Si nous acceptons qu’une petite fraction de la population contrôle la plupart des richesses de la planète et exerce un contrôle central sur la majeure partie de l’humanité, qui vit dans la pauvreté matérielle, avec une mauvaise santé et peu de liberté, plusieurs milliards de personnes pourraient probablement survivre sur Terre plus ou moins indéfiniment. Si, au contraire, nous voulons que les peuples de la Terre vivent longtemps et en bonne santé, avec une relative aisance matérielle, une bonne santé et une liberté substantielle, et avec une équité en matière de bien-être et de pouvoir politique, le niveau de population durable sera certainement bien inférieur aux chiffres actuels.

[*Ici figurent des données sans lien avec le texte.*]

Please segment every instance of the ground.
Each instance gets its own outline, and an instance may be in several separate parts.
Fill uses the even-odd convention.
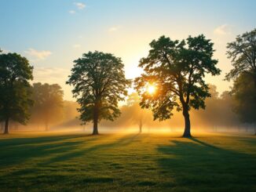
[[[256,136],[0,136],[0,191],[256,191]]]

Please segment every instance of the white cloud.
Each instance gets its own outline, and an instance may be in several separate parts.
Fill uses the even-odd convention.
[[[70,71],[67,69],[45,67],[35,67],[33,72],[34,82],[59,84],[64,82],[70,74]]]
[[[117,31],[119,28],[119,26],[112,27],[108,29],[108,32],[114,32],[114,31]]]
[[[28,49],[24,53],[34,61],[43,60],[52,54],[50,51],[38,51],[32,48]]]
[[[80,48],[80,47],[81,47],[81,45],[79,45],[79,44],[73,45],[73,48]]]
[[[6,50],[5,49],[1,49],[1,48],[0,48],[0,49],[2,50],[2,53],[10,53],[10,50]]]
[[[75,11],[74,11],[74,10],[70,10],[70,11],[68,11],[68,13],[69,13],[70,14],[75,14]]]
[[[82,2],[74,2],[74,4],[79,9],[83,9],[86,8],[86,4]]]
[[[225,35],[225,34],[230,34],[231,33],[230,31],[231,31],[231,27],[229,25],[222,24],[216,27],[214,31],[214,33],[218,35]]]

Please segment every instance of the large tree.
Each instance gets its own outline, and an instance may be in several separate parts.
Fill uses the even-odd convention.
[[[19,54],[0,54],[0,118],[5,121],[5,134],[11,119],[26,124],[29,118],[32,70],[28,60]]]
[[[32,87],[35,104],[31,109],[32,120],[38,124],[42,120],[46,131],[50,123],[61,118],[63,90],[58,84],[34,83]]]
[[[232,89],[233,110],[243,122],[254,124],[256,135],[256,89],[253,77],[250,74],[241,73],[234,82]]]
[[[135,84],[142,96],[141,106],[151,108],[154,119],[160,121],[170,118],[174,108],[182,110],[185,137],[191,136],[191,107],[204,108],[205,99],[210,96],[205,74],[220,74],[218,60],[212,59],[213,45],[203,34],[181,42],[162,36],[150,43],[148,56],[140,60],[139,67],[144,72]],[[145,89],[150,85],[157,87],[153,93]]]
[[[235,42],[228,43],[227,49],[234,68],[226,74],[226,78],[236,79],[241,73],[247,73],[253,78],[256,89],[256,28],[238,35]]]
[[[114,121],[120,115],[118,103],[127,95],[130,81],[125,78],[120,58],[110,53],[89,52],[74,61],[67,82],[80,104],[80,119],[93,123],[93,135],[98,134],[101,119]]]

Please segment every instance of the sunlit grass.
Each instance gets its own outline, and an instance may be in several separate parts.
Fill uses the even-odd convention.
[[[256,138],[1,136],[0,190],[253,191]]]

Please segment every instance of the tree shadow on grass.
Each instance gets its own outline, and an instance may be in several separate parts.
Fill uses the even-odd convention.
[[[26,139],[24,140],[26,143],[25,147],[22,145],[24,143],[20,143],[20,140],[15,143],[15,139],[12,139],[16,145],[10,147],[11,141],[8,141],[9,144],[4,144],[6,148],[9,148],[9,151],[0,154],[0,157],[5,158],[5,160],[3,158],[0,159],[0,166],[6,168],[5,166],[9,165],[11,168],[19,165],[19,163],[24,163],[24,166],[19,166],[7,172],[1,173],[5,179],[0,180],[0,189],[2,187],[7,187],[6,189],[8,187],[21,187],[24,189],[24,182],[38,186],[42,183],[60,184],[62,182],[65,182],[65,183],[70,183],[71,185],[75,183],[81,185],[81,183],[112,183],[114,179],[107,176],[95,175],[88,177],[89,176],[86,175],[81,176],[79,174],[75,174],[78,168],[79,168],[79,165],[73,167],[74,163],[79,162],[79,160],[77,161],[76,158],[84,158],[82,161],[86,161],[86,157],[93,157],[97,150],[101,153],[101,150],[122,147],[131,143],[133,139],[137,138],[137,135],[126,136],[115,139],[113,142],[101,143],[100,144],[93,143],[93,140],[101,139],[101,138],[102,137],[90,137],[85,140],[79,139],[79,141],[75,139],[68,141],[65,137],[51,137],[50,139],[48,138],[38,138],[38,143],[37,143],[37,139],[29,138],[30,142]],[[44,143],[43,141],[46,143]],[[91,141],[93,143],[87,147],[86,143]],[[20,145],[18,145],[18,143]],[[38,145],[38,143],[40,145]],[[93,153],[94,154],[92,154]],[[37,158],[37,161],[30,164],[33,158]],[[57,165],[56,163],[60,164]],[[82,165],[81,165],[80,168],[81,166]],[[63,174],[61,172],[66,173]],[[71,176],[73,176],[75,179],[71,178]],[[14,180],[16,180],[16,182],[13,182]]]
[[[79,148],[77,147],[75,150],[67,151],[64,154],[60,154],[57,156],[55,156],[50,158],[49,161],[42,162],[41,165],[51,165],[53,163],[59,162],[59,161],[66,161],[71,160],[75,158],[79,157],[86,157],[87,154],[93,152],[101,152],[104,151],[110,148],[121,148],[126,145],[131,143],[135,139],[138,138],[139,134],[131,134],[126,136],[123,136],[119,139],[114,140],[113,142],[108,142],[101,144],[93,145],[92,147],[86,148]],[[95,137],[93,137],[95,138]]]
[[[48,158],[56,154],[72,150],[86,140],[68,140],[81,138],[79,136],[43,136],[32,138],[11,138],[0,142],[0,167],[13,166],[26,163],[37,158]]]
[[[162,176],[178,187],[193,190],[256,189],[255,156],[219,148],[196,138],[174,140],[157,150],[162,154],[157,160]]]

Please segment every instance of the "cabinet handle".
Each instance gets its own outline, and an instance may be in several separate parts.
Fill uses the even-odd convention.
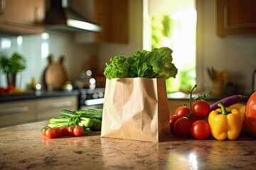
[[[39,23],[39,8],[37,6],[35,8],[35,23]]]
[[[18,26],[18,27],[23,27],[23,28],[33,28],[36,29],[39,28],[39,26],[38,24],[35,23],[16,23],[9,21],[4,21],[4,23],[13,26]]]
[[[63,101],[63,102],[51,103],[49,105],[49,107],[53,108],[61,108],[61,107],[70,106],[72,106],[72,101]]]
[[[4,15],[6,8],[6,0],[1,0],[1,14]]]
[[[26,112],[26,111],[28,111],[28,107],[10,108],[6,110],[0,110],[0,115],[17,113]]]
[[[228,6],[224,6],[224,28],[225,29],[235,29],[244,28],[250,27],[256,27],[256,23],[241,23],[241,24],[228,24]]]

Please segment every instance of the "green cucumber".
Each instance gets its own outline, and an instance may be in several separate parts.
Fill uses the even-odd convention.
[[[68,110],[62,110],[60,112],[60,116],[63,118],[70,118],[76,115],[78,115],[78,114],[75,112]]]
[[[102,111],[101,108],[88,108],[85,110],[77,110],[74,112],[77,114],[80,114],[81,117],[102,119]]]

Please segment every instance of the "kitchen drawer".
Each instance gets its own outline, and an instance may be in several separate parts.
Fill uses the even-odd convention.
[[[0,126],[35,120],[35,101],[4,102],[0,104]]]
[[[75,110],[78,109],[78,97],[55,97],[38,99],[36,101],[36,119],[60,117],[62,110]]]

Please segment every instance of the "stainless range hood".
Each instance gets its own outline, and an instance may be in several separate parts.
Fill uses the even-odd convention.
[[[46,29],[60,32],[100,32],[102,27],[80,16],[70,7],[70,0],[50,0],[46,12]]]

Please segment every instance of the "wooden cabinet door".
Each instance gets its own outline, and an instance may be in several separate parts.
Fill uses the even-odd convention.
[[[0,29],[21,33],[43,32],[43,0],[1,0]]]
[[[256,1],[218,0],[218,35],[256,33]]]
[[[128,42],[128,1],[112,0],[111,42]]]

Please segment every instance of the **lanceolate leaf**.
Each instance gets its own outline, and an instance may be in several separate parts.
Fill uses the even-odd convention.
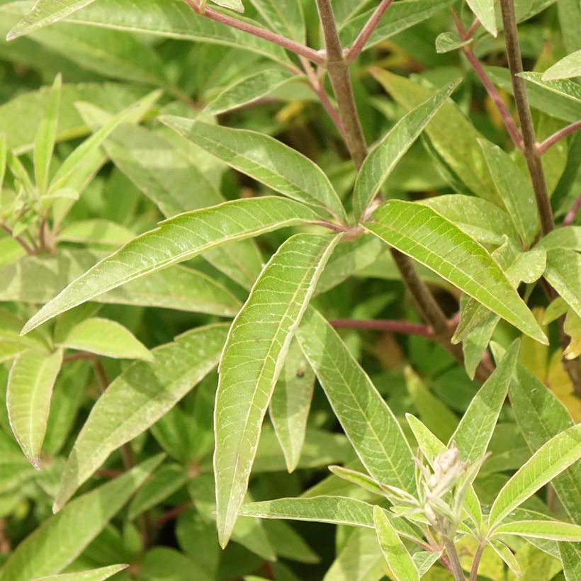
[[[65,249],[57,255],[23,256],[0,267],[0,300],[46,303],[103,256],[102,252]],[[30,284],[31,280],[37,284]],[[236,315],[242,305],[219,282],[181,266],[154,272],[91,300],[222,317]]]
[[[497,349],[492,344],[496,356]],[[553,436],[573,425],[566,408],[543,383],[522,365],[517,365],[509,387],[517,423],[531,452]],[[581,466],[577,463],[555,477],[552,485],[567,512],[581,524]]]
[[[276,0],[251,0],[260,16],[273,30],[305,43],[305,16],[300,0],[278,2]]]
[[[435,92],[383,69],[374,68],[371,72],[391,96],[408,111]],[[438,154],[469,190],[480,198],[502,207],[502,201],[478,146],[478,140],[482,139],[482,135],[455,103],[448,101],[440,107],[426,128],[426,134]]]
[[[440,89],[400,119],[363,162],[355,182],[353,205],[361,216],[377,196],[391,171],[426,125],[458,86],[458,81]]]
[[[131,0],[98,0],[78,12],[69,12],[64,20],[156,36],[226,45],[288,63],[288,57],[280,47],[209,18],[200,18],[183,0],[140,0],[138,10],[135,10]]]
[[[541,486],[581,458],[581,424],[551,438],[504,485],[489,517],[491,527],[498,524]]]
[[[495,17],[494,0],[466,0],[468,6],[482,26],[492,36],[496,36],[496,18]]]
[[[499,525],[495,529],[495,534],[581,542],[581,526],[557,521],[516,521]]]
[[[28,322],[23,332],[103,293],[225,242],[317,217],[301,204],[278,198],[226,202],[176,216],[137,237],[71,283]]]
[[[13,40],[33,30],[66,18],[94,0],[38,0],[34,8],[9,33]]]
[[[479,242],[500,245],[505,236],[519,242],[518,232],[508,214],[486,200],[451,193],[422,200],[421,203],[441,214]]]
[[[2,581],[22,581],[62,570],[105,528],[162,461],[154,456],[71,502],[16,548]]]
[[[162,123],[284,196],[346,218],[331,182],[313,162],[268,135],[209,125],[185,117],[163,115]]]
[[[518,354],[519,343],[514,342],[473,399],[450,439],[451,444],[456,442],[463,460],[475,462],[486,451],[507,397]]]
[[[440,10],[453,4],[452,0],[416,0],[413,2],[395,2],[381,19],[367,42],[367,47],[380,43],[414,24],[417,24]],[[351,3],[352,6],[353,3]],[[356,38],[371,12],[366,12],[346,23],[341,30],[341,40],[344,46],[350,45]]]
[[[538,212],[530,179],[497,145],[480,140],[496,188],[525,244],[529,246],[539,228]]]
[[[240,514],[261,519],[315,521],[370,529],[374,526],[373,504],[341,496],[279,498],[261,502],[249,502],[242,506]]]
[[[293,341],[269,408],[271,421],[289,472],[297,467],[300,458],[314,384],[315,373],[298,344]]]
[[[110,567],[101,567],[100,569],[91,569],[90,571],[39,577],[34,581],[105,581],[106,579],[113,577],[128,567],[128,565],[111,565]]]
[[[535,84],[542,86],[558,95],[581,103],[581,86],[578,83],[568,79],[559,81],[544,81],[542,73],[526,72],[521,73],[519,77],[522,77],[527,81],[530,81]]]
[[[337,332],[310,309],[297,337],[367,471],[379,483],[412,492],[412,452],[400,424]]]
[[[93,317],[73,327],[60,344],[117,359],[153,360],[147,348],[125,327],[109,319]]]
[[[545,276],[551,286],[581,317],[581,255],[555,248],[547,252]]]
[[[259,71],[224,89],[204,111],[210,115],[219,115],[268,95],[293,78],[296,76],[286,69]]]
[[[572,52],[543,73],[543,81],[572,79],[581,76],[581,50]]]
[[[52,150],[55,147],[55,140],[57,137],[62,85],[62,78],[58,74],[52,84],[48,106],[38,126],[34,142],[34,172],[36,176],[36,187],[40,196],[45,193],[48,186],[48,172],[52,158]],[[1,187],[1,181],[0,187]]]
[[[419,581],[419,574],[407,549],[385,511],[378,506],[373,507],[373,521],[381,551],[395,578]]]
[[[297,235],[271,259],[237,315],[220,363],[214,414],[217,523],[227,543],[273,390],[315,286],[340,236]]]
[[[365,227],[425,264],[537,341],[547,339],[497,263],[478,242],[430,208],[395,200]],[[485,285],[483,281],[485,281]]]
[[[59,510],[109,454],[153,425],[217,364],[227,325],[188,331],[153,350],[109,385],[93,407],[64,466]]]
[[[47,355],[30,349],[12,364],[6,388],[6,407],[12,431],[30,463],[39,468],[52,388],[62,363],[62,351]]]

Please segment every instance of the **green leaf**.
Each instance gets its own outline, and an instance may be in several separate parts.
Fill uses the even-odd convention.
[[[522,77],[523,79],[526,79],[527,81],[543,87],[543,89],[552,91],[558,95],[581,103],[581,86],[572,81],[545,81],[543,79],[542,73],[535,72],[520,73],[519,77]]]
[[[581,252],[581,226],[567,226],[550,232],[537,244],[546,250],[563,248],[565,250]]]
[[[462,341],[462,352],[464,354],[464,367],[468,377],[474,379],[476,368],[482,361],[492,334],[500,317],[490,313],[483,322],[470,331]]]
[[[255,131],[209,125],[185,117],[165,115],[159,120],[276,191],[346,219],[341,201],[322,170],[288,145]]]
[[[62,77],[60,74],[57,74],[50,91],[48,107],[38,126],[34,142],[34,171],[36,177],[36,187],[40,196],[46,192],[48,186],[48,172],[52,159],[52,150],[55,148],[55,140],[57,137],[62,86]]]
[[[373,529],[373,506],[362,500],[340,496],[312,498],[279,498],[249,502],[240,508],[240,516],[261,519],[328,522]]]
[[[497,145],[480,140],[490,175],[512,222],[526,245],[534,239],[540,227],[534,192],[528,176]]]
[[[435,93],[383,69],[372,68],[371,72],[391,96],[408,111]],[[482,135],[455,103],[449,101],[440,107],[426,128],[426,133],[438,154],[473,193],[502,207],[502,201],[478,146]]]
[[[28,321],[23,333],[103,293],[225,242],[317,218],[302,204],[278,198],[225,202],[176,216],[128,242],[71,283]]]
[[[490,80],[504,91],[513,94],[510,72],[502,67],[485,67]],[[579,120],[581,116],[581,105],[568,97],[558,95],[553,91],[536,84],[529,84],[526,93],[531,107],[538,109],[551,117],[563,119],[569,123]]]
[[[461,40],[454,33],[441,33],[436,38],[436,52],[441,55],[451,50],[458,50],[472,42],[471,38],[468,40]]]
[[[2,581],[23,581],[62,570],[78,557],[162,461],[150,458],[118,478],[75,499],[18,545]]]
[[[497,526],[495,534],[581,542],[581,526],[558,521],[512,521]]]
[[[404,369],[404,377],[422,421],[437,438],[447,440],[458,425],[456,414],[434,395],[409,366]]]
[[[413,491],[412,452],[400,424],[337,332],[310,309],[297,338],[370,475],[378,483]]]
[[[111,452],[153,425],[216,366],[227,330],[213,325],[188,331],[154,349],[154,363],[136,361],[111,383],[69,455],[55,512]]]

Je crois intuitivement que la planète Terre pourrait faire vivre durablement peut-être un milliard de personnes avec des niveaux de vie comme ceux de l’Italie aujourd’hui. Quel que soit le meilleur chiffre pour le niveau de population durable aujourd’hui, il diminue rapidement car les progrès technologiques ne parviennent pas à compenser les conséquences de la consommation accélérée de l’humanité et de la détérioration des ressources de la planète.
La population mondiale diminuera, que nous nous efforcions ou non d’atteindre ce résultat. Si elle n’est pas réduite par une intervention sociale proactive, elle le sera par les forces écologiques. Une action délibérée est requise de notre part uniquement si nous aspirons à ce que le déclin soit pacifique, équitable et progressif.
Toute population ne diminue que lorsque son taux de mortalité dépasse son taux de natalité. L’émigration peut réduire les niveaux de population dans certaines nations, mais elle n’est évidemment pas pertinente pour l’ensemble du globe. Réduire le taux de mortalité est un objectif universellement reconnu. Par conséquent, la seule option réaliste et proactive pour réduire la population consiste à réduire le taux de natalité en diminuant considérablement la fécondité. La fécondité mondiale diminue déjà lentement. Cependant, la population continue d’augmenter et la consommation matérielle est déjà bien, bien au- dessus des niveaux durables alors que la capacité de charge de la planète est en chute libre. Sans un effort urgent pour accélérer la baisse de la fécondité, combiné à une redistribution des richesses pour aider les populations les plus pauvres à traverser la période de dépassement du pic, je pense que le taux de mortalité augmentera dans les prochaines décennies pour rétablir une sorte d’équilibre écologique.
Tout au long de l’histoire, il y a eu trois façons d’augmenter le taux de mortalité : la famine, la peste et la guerre. La plupart des gens ne considèrent aucune de ces mesures comme attrayantes. Cependant, c’est le choix implicite lorsque des intérêts politiques, économiques et religieux acquis bloquent avec succès tout effort systématique visant à réduire considérablement la fécondité dans le monde.
Préconisez-vous d’imposer des politiques de contrôle de la population aux pays pauvres ?
Certaines personnes ont tenté d’utiliser notre rapport pour justifier de telles politiques. Nous ne l’avons jamais fait. Les politiques coercitives semblent, en tout état de cause, être relativement inefficaces à long terme.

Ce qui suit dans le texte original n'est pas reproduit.